Least squares regression (LSR)-based classifiers are effective in multi-classification tasks. For hyperspectral image (HSI) classification, the spatial structure information usually helps to improve the performance, however, most existing LSRbased methods use the spectral-vector as input which ignore the important correlations in the spatial domain. To solve the drawback, a tensor-patch-based discriminative marginalized least squares regression (TPDMLSR) is proposed to modify discriminative marginalized least squares regression (DMLSR) with consideration of inter-class separability by employing the region covariance matrix (RCM). RCM is adopted to exploit a region of interest around each hyperspectral pixel to characterize the intrinsic spatial geometric structure of HSI. Specifically, TPDMLSR not only maintains the ascendancy of DMLSR, but also preserves the spatial-spectral structure and enhances the ability of class discrimination for regression by learning the tensor-patch manifold term with a new region covariance descriptor and measuring the inter-class similarity more accurately. The experimental results on membranous nephropathy (MN) dataset validate that TPDMLSR significantly outperforms LSR-based methods reflected in sensitivity, overall accuracy (OA), average accuracy (AA) and Kappa coefficient (Kappa).

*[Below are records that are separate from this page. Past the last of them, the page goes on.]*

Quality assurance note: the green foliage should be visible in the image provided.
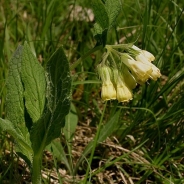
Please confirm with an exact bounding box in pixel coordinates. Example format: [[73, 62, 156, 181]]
[[0, 42, 71, 183], [92, 0, 122, 46], [0, 0, 184, 184]]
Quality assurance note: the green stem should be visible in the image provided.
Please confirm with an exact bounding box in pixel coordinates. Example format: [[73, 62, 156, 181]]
[[32, 154, 42, 184], [82, 101, 107, 184], [70, 45, 103, 70]]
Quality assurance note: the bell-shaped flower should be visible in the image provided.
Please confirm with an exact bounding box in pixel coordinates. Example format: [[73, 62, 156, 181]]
[[113, 69, 133, 102], [132, 45, 155, 62], [97, 64, 116, 101], [135, 51, 161, 81], [121, 53, 152, 84], [121, 63, 137, 89]]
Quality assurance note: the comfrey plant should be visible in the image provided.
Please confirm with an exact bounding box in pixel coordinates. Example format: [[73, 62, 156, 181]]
[[0, 0, 161, 184], [97, 44, 161, 102]]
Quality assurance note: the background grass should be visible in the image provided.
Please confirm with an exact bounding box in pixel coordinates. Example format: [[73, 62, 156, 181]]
[[0, 0, 184, 184]]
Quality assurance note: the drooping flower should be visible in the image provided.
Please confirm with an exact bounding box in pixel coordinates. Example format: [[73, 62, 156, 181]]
[[113, 69, 133, 102], [97, 64, 116, 101], [132, 45, 155, 62], [134, 46, 161, 81], [121, 53, 152, 84]]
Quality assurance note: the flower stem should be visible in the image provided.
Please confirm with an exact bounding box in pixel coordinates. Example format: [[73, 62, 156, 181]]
[[82, 101, 107, 184]]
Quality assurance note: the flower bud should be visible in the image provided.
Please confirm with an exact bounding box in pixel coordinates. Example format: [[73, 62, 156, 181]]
[[101, 83, 116, 101], [121, 53, 152, 82], [132, 45, 155, 62], [97, 64, 116, 101], [113, 69, 132, 102]]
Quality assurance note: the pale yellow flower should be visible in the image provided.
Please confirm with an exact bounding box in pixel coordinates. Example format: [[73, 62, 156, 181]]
[[113, 69, 133, 102], [132, 45, 155, 62], [121, 64, 137, 89], [97, 64, 116, 101], [135, 51, 161, 81], [121, 53, 152, 83], [101, 83, 116, 101]]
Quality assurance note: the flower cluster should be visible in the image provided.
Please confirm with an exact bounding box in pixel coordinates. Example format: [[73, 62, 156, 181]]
[[97, 45, 161, 102]]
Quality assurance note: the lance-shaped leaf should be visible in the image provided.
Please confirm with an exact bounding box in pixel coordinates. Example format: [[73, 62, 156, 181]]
[[5, 46, 32, 162], [6, 45, 27, 136], [31, 48, 71, 152], [0, 118, 33, 164], [21, 42, 46, 122]]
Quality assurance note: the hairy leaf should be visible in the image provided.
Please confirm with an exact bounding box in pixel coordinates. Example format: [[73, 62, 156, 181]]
[[31, 48, 71, 152], [5, 46, 32, 164], [6, 46, 27, 136], [0, 118, 33, 164], [21, 42, 46, 122]]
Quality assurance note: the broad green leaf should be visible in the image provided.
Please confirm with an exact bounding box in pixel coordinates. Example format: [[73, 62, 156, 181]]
[[21, 42, 46, 122], [63, 104, 78, 142], [5, 46, 32, 164], [105, 0, 122, 28], [92, 0, 109, 30], [77, 110, 121, 167], [31, 48, 71, 152], [0, 118, 33, 164]]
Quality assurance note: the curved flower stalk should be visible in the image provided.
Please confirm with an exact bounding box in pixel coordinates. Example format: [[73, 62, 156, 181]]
[[97, 64, 116, 101], [113, 69, 133, 102], [98, 44, 161, 102]]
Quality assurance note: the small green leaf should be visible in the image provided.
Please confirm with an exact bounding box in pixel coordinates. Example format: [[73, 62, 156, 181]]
[[105, 0, 122, 28], [21, 42, 46, 122], [63, 104, 78, 142], [0, 118, 33, 164], [46, 139, 72, 174], [92, 0, 109, 30]]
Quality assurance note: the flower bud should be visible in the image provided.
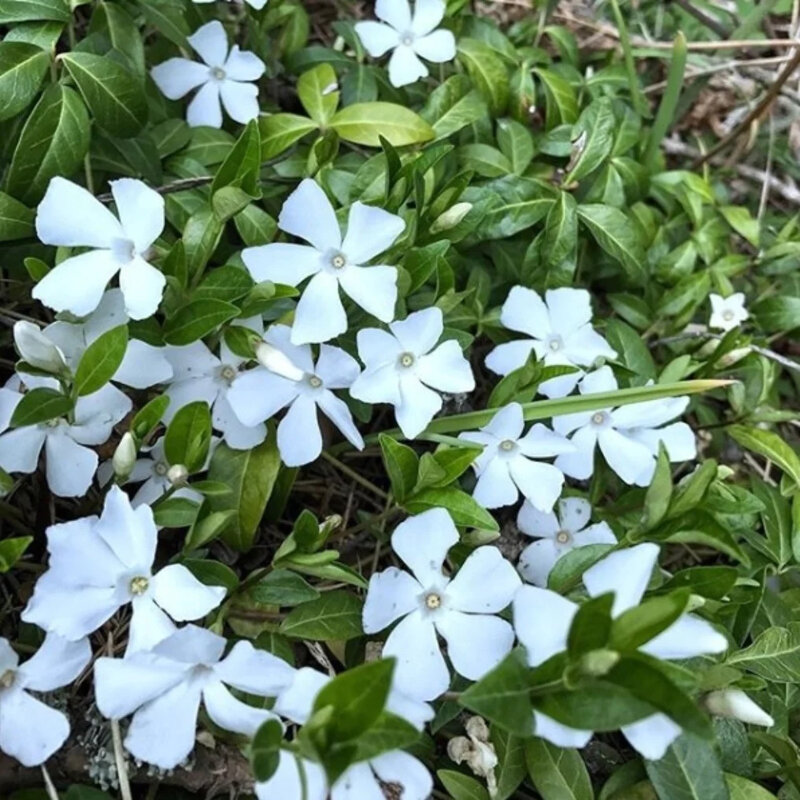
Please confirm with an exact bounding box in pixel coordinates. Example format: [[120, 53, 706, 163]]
[[256, 342, 304, 381], [431, 203, 472, 233], [703, 689, 775, 728], [14, 320, 67, 372], [111, 431, 137, 480]]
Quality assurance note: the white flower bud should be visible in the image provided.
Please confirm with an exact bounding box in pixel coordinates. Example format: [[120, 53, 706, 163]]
[[704, 689, 775, 728], [14, 320, 67, 372], [256, 342, 303, 381], [431, 203, 472, 233], [111, 431, 137, 480]]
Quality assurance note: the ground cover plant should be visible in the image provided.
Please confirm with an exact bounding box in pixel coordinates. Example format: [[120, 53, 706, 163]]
[[0, 0, 800, 800]]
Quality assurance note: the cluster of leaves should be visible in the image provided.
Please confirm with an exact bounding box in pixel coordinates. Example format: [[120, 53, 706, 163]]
[[0, 0, 800, 800]]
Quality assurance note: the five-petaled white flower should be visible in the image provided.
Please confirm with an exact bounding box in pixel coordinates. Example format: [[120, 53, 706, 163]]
[[517, 497, 617, 586], [228, 325, 364, 467], [150, 20, 266, 128], [363, 508, 521, 700], [486, 286, 617, 397], [33, 178, 166, 319], [350, 306, 475, 439], [355, 0, 456, 86], [553, 367, 697, 486], [708, 292, 750, 331], [22, 486, 225, 652], [0, 375, 133, 497], [242, 178, 405, 344], [95, 625, 294, 769], [513, 543, 728, 761], [0, 633, 92, 767], [458, 403, 574, 512]]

基于张量补丁的判别边缘最小二乘回归用于膜性肾病高光谱数据分类
基于最小二乘回归(LSR)的分类器在多分类任务中是有效的。对于高光谱图像(HSI)分类,空间结构信息通常有助于提高分类性能,但现有的基于lsr的分类方法大多使用光谱向量作为输入,忽略了空间域的重要相关性。针对这一缺陷,提出了一种基于张量补丁的判别性边缘最小二乘回归(TPDMLSR),利用区域协方差矩阵(RCM)对判别性边缘最小二乘回归(DMLSR)进行改进,考虑了类间可分性。RCM利用每个高光谱像元周围的感兴趣区域来表征HSI的内在空间几何结构。具体而言,TPDMLSR不仅保持了DMLSR的优势,而且通过新的区域协方差描述符学习张量-patch流形项,更准确地测量类间相似性,保留了DMLSR的空间-谱结构,增强了回归的类判别能力。膜性肾病(MN)数据集的实验结果验证了TPDMLSR在灵敏度、总体准确率(OA)、平均准确率(AA)和Kappa系数(Kappa)方面显著优于基于lsr的方法。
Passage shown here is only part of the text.